Tuesday, June 23, 2020

Thirteen

Thirteen
by Steve Cavanagh
Recommended Ages: 14+

Eddie Flynn used to be a husband and father. Now he lives alone in a New York City apartment that doubles as his office. He used to be a con-man; now he's a defense lawyer. He used to scrape by, winning cases against crooked cops. Now, suddenly, he's second chair on the defense of a Hollywood rising star who is accused of murdering his wife and her lover. Just as suddenly, when the studio paying for the big-name law firm yanks its support for Bobby's defense, Eddie finds himself in the first and only chair.

The evidence against young Bobby Solomon is solid, but Eddie believes he's innocent. On his first look at the case, the only possible defense seems to be going after the cops for planting fake evidence. There is something fishy, after all, about the dollar bill folded into an origami butterfly and stuck under the tongue of the male victim – like, for instance, the fact that it has DNA on it from a convicted serial killer who was executed, before the bill was printed, for a series of crimes in which dollar bills were left on the victims' bodies as a kind of signature. But even the theory that the cops somehow contaminated the crime scene evidence with trace DNA from 16 years ago and another state is less outlandish than the one that Eddie sees starting to take shape – the theory that the real killer gets off on framing other people for his crimes.

But even that is only a tiny fraction of how weird it gets. For, unbeknownst to Eddie and everybody else (except the reader and one other person), the killer isn't satisfied with just leaving evidence pointing toward someone else. He has to make sure his patsy goes down for the crime. How? By murdering, mimicking and manipulating his way onto the jury at his trial. And then doing whatever is necessary to hand over a Guilty verdict.

Eddie, Bobby and their bunch are in a tight spot. There's a serial killer in the jury box and they don't know who it is. They can't confront the jury with this, because that'll just tick them off and they'll vote to convict. They can't move for a mistrial, because in the first place it won't work and, even if it did, the killer would get away. But every moment they continue the trial, Eddie and his team grow increasingly sure that everyone in the courtroom is in hideous danger.

Oh! And I forgot to mention, while Eddie is impeaching the testimony of some crooked homicide cops, he's making enemies who are just about as deadly as Dollar Bill – as an FBI analyst calls their unknown serial killer. As the trial winds up – not without several jurors being put out of commission, in some cases forever – a rush of violence and death coils up like a spring until the pages almost hum with the tension, and then it lets go. Haunting "offstage" deaths, sickening "onstage" ones, a killer whose motives (revealed in third-person narrated chapters alternating with Eddie's first-person ones) are disturbing in their off-bubble logic, a couple of insane twists worthy of a Jeffery Deaver novel, an accomplice (you forgot that one other person, didn't you?) whose identity is revealed as a final shock, and a climax that boils over with an excess of danger and fear, top off a fast-paced action-mystery that, nevertheless, is at its best during the courtroom scenes.

I've been out of touch with the legal thrillers genre.

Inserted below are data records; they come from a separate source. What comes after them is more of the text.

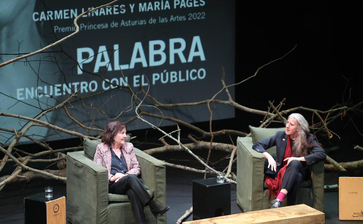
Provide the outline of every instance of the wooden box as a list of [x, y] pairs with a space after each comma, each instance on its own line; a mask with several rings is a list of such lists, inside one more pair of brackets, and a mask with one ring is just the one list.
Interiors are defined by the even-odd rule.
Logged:
[[66, 224], [65, 197], [48, 199], [42, 193], [24, 198], [24, 223]]
[[363, 220], [363, 177], [339, 178], [339, 220]]
[[184, 222], [183, 224], [321, 224], [325, 223], [325, 216], [321, 212], [301, 204]]

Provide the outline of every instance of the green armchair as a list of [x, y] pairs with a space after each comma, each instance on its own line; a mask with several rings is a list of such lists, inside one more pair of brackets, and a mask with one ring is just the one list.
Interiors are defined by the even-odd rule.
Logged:
[[[127, 196], [109, 194], [108, 171], [93, 162], [96, 147], [100, 143], [100, 140], [85, 139], [84, 151], [67, 154], [68, 220], [73, 224], [135, 223]], [[141, 167], [141, 180], [149, 194], [165, 204], [165, 163], [136, 148], [134, 150]], [[148, 223], [166, 223], [166, 214], [156, 218], [148, 206], [144, 211]]]
[[[264, 181], [265, 158], [252, 149], [253, 143], [275, 135], [285, 128], [267, 129], [250, 126], [252, 137], [237, 138], [237, 203], [245, 212], [270, 208], [275, 198], [269, 201], [268, 188]], [[267, 151], [276, 158], [276, 147]], [[284, 200], [282, 206], [286, 206]], [[303, 181], [298, 204], [305, 204], [323, 212], [324, 161], [312, 166], [311, 178]]]

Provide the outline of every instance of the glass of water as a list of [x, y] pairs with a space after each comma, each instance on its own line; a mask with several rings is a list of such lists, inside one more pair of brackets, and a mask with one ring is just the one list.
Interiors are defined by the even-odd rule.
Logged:
[[47, 187], [44, 188], [45, 192], [45, 197], [51, 198], [53, 197], [53, 188], [51, 187]]
[[217, 175], [217, 183], [219, 184], [224, 183], [224, 173], [221, 172]]

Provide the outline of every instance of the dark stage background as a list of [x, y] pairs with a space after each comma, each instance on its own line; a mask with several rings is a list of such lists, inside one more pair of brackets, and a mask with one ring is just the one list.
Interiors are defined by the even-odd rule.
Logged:
[[[237, 102], [248, 107], [266, 110], [269, 100], [275, 100], [276, 104], [286, 97], [286, 103], [282, 110], [303, 106], [324, 110], [337, 104], [351, 106], [363, 100], [362, 1], [236, 1], [236, 82], [253, 75], [259, 66], [281, 57], [297, 45], [284, 58], [264, 68], [256, 77], [236, 86]], [[223, 8], [223, 2], [221, 1], [220, 4]], [[223, 36], [229, 32], [216, 30], [215, 35]], [[221, 74], [221, 70], [215, 72]], [[227, 76], [233, 75], [226, 74]], [[207, 111], [206, 105], [205, 107]], [[311, 113], [297, 112], [305, 115], [311, 123]], [[238, 110], [235, 112], [234, 118], [214, 121], [213, 130], [232, 129], [248, 133], [249, 125], [258, 126], [263, 118], [261, 115]], [[340, 137], [340, 140], [336, 135], [329, 141], [321, 139], [325, 147], [339, 147], [338, 152], [330, 155], [338, 162], [363, 158], [362, 153], [353, 149], [357, 144], [363, 146], [362, 135], [356, 129], [363, 132], [362, 115], [361, 113], [351, 111], [330, 125], [331, 130]], [[208, 122], [194, 124], [208, 130]], [[273, 124], [272, 127], [274, 126], [279, 125]], [[167, 132], [175, 128], [173, 126], [163, 128]], [[187, 139], [188, 134], [193, 133], [185, 127], [181, 128], [183, 139]], [[161, 137], [151, 129], [134, 130], [131, 133], [137, 136], [137, 141], [134, 142], [135, 146], [142, 150], [155, 146], [140, 144], [139, 142], [157, 143]], [[193, 134], [197, 136], [197, 134]], [[231, 136], [235, 143], [237, 137]], [[217, 136], [214, 139], [215, 142], [230, 141], [229, 137]], [[81, 142], [81, 139], [74, 138], [49, 143], [57, 148], [76, 146]], [[37, 147], [30, 144], [19, 146], [19, 148], [26, 148], [31, 151]], [[206, 154], [205, 152], [201, 153], [202, 156], [205, 155], [201, 154]], [[188, 156], [183, 153], [155, 156], [167, 160], [179, 154]], [[10, 164], [7, 165], [2, 173], [12, 171]], [[45, 165], [34, 165], [34, 167], [37, 166], [40, 168]]]

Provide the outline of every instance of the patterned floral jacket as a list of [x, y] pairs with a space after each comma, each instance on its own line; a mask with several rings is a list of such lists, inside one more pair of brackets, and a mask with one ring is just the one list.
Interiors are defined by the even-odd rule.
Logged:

The titles I've read by, for example, John Grisham and Brad Meltzer all pre-date the turn of this century and are therefore not among my reviews. (Nor will they be, most likely, because I don't as a rule re-read.) So, don't be surprised that this is the first Steve Cavanagh novel I have read, although it's the fourth of his going-on-five Eddie Flynn novels, including The Defense, The Plea, The Liar and moving on to Fifty-fifty, which is scheduled for release Sept. 3, 2020. I may just have to circle back and catch up on this series. A civil rights lawyer from Northern Ireland, Cavanagh is also the author of a novel titled Twisted.